母子三代

そのぬくもりはきえない

そのぬくもりはきえない

婦人之友上田真而子さんの書評の通り、あらすじは「トムは真夜中の庭で」に通じるものがあるんだけど、読んだ後には実際に登場する高島さんのおばあさんよりも、物語には出てこない主人公の亡くなったおばあちゃんの存在の方が、なんとなく浮かび上がってくる気がした。
新しい生活に飛び込んでいく高島さんが生き生きしてくるのとは別に、母とおばあちゃん、父とおばあちゃんの間にあったやりとりが残した影がだんだんと濃くなっていく感じ。

台所に立って、主人公が思い出すおばあちゃんと自分の会話、母とおばあちゃんの関係。そこを読んでいて思い出した。母親は自分の子どもにたくさん期待している、こうなって欲しい、こうならないで欲しいとたくさん期待して、たくさん口出しする。
自分の言葉が100%子どもに届くと思っている。

でも、言葉は100%は届かない。
それで腹立てちゃうんだな。

こないだ講演会でも聞いたけれども、子どもに影響するのは親のの言葉よりも親の普段の態度らしい。「学ぶ」の元々の始まりは「真似る」だしね。

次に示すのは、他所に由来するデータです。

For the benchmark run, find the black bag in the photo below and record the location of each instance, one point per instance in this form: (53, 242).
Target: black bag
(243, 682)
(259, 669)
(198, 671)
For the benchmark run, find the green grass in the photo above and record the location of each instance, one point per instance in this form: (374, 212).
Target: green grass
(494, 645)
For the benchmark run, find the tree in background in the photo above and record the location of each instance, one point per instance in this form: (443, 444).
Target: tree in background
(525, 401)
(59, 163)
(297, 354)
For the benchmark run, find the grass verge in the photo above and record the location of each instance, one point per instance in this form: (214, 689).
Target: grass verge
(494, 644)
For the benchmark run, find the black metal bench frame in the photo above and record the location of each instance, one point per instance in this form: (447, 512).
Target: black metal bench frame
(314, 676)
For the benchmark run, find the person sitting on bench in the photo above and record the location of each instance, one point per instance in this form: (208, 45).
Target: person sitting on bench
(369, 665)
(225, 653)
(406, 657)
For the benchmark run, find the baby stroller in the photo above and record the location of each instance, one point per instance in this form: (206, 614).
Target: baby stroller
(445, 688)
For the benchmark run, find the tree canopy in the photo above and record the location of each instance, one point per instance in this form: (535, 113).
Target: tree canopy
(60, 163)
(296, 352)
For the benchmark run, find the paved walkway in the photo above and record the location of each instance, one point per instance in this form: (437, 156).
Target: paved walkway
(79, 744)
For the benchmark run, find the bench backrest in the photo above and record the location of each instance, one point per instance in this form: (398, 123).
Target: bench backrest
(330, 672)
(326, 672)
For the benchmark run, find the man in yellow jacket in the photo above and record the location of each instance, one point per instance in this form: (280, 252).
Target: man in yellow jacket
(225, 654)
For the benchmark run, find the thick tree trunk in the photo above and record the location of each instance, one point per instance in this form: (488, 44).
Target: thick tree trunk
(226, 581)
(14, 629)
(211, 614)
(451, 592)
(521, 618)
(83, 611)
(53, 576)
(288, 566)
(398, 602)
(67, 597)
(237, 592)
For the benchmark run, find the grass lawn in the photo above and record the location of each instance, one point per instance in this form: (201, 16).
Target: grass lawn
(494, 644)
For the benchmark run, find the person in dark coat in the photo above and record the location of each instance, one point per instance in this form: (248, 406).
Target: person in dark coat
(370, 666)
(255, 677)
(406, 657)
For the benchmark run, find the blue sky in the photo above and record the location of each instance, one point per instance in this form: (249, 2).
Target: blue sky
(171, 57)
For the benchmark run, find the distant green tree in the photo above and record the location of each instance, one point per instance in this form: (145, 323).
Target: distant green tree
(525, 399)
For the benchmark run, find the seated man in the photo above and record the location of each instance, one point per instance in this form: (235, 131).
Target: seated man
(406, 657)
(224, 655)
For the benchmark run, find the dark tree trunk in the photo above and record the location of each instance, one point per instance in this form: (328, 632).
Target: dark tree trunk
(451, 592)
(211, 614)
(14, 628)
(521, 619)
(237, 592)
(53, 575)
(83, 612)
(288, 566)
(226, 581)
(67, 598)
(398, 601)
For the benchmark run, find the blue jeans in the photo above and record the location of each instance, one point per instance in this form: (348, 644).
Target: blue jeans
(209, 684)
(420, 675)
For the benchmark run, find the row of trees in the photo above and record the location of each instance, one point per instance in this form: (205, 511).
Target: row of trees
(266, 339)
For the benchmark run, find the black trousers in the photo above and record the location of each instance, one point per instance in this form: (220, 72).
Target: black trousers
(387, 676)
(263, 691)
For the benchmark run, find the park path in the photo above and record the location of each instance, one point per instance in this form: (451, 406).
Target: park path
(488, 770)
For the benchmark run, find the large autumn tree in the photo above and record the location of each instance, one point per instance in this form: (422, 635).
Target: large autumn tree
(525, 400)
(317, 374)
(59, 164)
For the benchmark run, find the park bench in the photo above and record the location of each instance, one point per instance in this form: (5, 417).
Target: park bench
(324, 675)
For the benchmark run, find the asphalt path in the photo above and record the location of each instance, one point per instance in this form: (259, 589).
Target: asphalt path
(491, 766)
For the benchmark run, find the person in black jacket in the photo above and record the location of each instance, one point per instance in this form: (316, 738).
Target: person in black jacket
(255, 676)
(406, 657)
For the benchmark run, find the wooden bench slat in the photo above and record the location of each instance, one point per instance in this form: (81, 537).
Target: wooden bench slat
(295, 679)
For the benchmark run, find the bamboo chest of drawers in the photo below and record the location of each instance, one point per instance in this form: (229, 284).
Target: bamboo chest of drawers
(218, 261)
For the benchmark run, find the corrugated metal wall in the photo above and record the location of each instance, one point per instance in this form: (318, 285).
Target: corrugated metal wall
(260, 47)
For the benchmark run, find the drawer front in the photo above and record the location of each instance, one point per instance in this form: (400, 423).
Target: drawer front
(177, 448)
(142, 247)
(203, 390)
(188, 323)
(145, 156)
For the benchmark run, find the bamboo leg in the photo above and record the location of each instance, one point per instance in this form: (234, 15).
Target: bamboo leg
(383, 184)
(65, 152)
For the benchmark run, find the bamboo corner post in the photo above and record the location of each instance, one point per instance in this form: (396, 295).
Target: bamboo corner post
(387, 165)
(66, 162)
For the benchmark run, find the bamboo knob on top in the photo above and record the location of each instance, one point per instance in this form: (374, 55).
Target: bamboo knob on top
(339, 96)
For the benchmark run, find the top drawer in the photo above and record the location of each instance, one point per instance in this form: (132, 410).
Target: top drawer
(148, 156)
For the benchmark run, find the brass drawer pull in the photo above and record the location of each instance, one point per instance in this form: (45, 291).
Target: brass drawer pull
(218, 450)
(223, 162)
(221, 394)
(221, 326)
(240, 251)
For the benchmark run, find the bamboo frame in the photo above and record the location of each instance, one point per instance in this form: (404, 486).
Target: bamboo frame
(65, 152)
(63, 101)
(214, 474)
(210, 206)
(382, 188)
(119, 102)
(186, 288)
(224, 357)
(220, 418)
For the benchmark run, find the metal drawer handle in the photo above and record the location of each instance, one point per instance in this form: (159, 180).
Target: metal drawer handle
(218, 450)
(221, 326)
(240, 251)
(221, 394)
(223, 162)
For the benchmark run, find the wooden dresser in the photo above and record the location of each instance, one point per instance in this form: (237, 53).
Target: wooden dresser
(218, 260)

だからこの物語でも、主人公は祖母の支配に対して沈黙して硬直していた母親を見ていたから、やっぱり母親の支配に対しての反応は沈黙と硬直になってしまうのだろう。

主人公の母親はこれからどうなっていくのかな、変わるのかな、変わらないかな。
よく出来る子だった兄の反抗に手を焼いて、ハルに癒されるのは母親その人なのかもね。